Strategic Mediation Boosts the Pakistan Stock Exchange
The diplomatic breakthrough achieved in Islamabad served as the primary driver behind this record-breaking day. Analysts noted that the Pakistan Stock Exchange benefited as regional tensions eased and risk premiums vanished. With the threat of a prolonged conflict fading, global oil prices and freight costs should drop. This shift is vital for Pakistan, which imports a significant portion of its crude oil and fuel. Lower energy costs will likely stem inflation and provide the central bank with much-needed room to stabilize interest rates.

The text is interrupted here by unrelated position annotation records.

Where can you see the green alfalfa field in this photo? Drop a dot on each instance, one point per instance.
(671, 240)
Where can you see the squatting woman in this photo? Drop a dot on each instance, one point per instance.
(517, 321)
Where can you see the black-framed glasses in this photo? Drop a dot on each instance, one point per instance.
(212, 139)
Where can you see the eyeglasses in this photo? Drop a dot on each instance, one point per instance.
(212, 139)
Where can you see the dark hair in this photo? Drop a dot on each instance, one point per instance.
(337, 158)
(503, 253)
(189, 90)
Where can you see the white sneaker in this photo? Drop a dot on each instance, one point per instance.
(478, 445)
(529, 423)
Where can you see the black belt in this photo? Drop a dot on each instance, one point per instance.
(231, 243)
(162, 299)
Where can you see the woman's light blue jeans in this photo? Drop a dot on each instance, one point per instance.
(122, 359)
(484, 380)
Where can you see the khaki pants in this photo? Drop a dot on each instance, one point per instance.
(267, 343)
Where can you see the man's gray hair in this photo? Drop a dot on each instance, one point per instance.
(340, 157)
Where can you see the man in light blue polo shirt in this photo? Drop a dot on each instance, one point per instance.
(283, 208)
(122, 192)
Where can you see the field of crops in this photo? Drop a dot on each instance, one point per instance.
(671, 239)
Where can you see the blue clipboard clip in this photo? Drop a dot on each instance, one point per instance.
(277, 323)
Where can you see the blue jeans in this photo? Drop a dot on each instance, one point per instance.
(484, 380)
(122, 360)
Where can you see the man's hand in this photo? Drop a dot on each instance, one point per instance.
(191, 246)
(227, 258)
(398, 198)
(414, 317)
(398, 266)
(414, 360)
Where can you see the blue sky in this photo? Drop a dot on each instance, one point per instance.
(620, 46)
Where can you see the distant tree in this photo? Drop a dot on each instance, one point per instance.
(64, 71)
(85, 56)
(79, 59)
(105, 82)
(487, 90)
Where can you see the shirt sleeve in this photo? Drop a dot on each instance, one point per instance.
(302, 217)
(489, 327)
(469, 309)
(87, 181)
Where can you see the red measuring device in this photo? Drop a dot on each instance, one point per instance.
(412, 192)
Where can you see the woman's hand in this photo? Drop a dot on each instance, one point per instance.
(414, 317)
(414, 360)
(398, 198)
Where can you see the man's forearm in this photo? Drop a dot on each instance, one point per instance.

Market experts believe this ceasefire creates essential space for a broader macroeconomic recovery. Before this development, the KSE-100 had lost nearly 48,000 points from its January peak. The sudden return of buyer confidence suggests that the most immediate external threats to the economy have passed. Prime Minister Shehbaz Sharif welcomed the move and invited delegations to Islamabad for further talks on April 10. As the “Islamabad Talks” approach, the financial community remains hopeful for a lasting settlement. This stability should keep the market on an upward trajectory for the foreseeable future.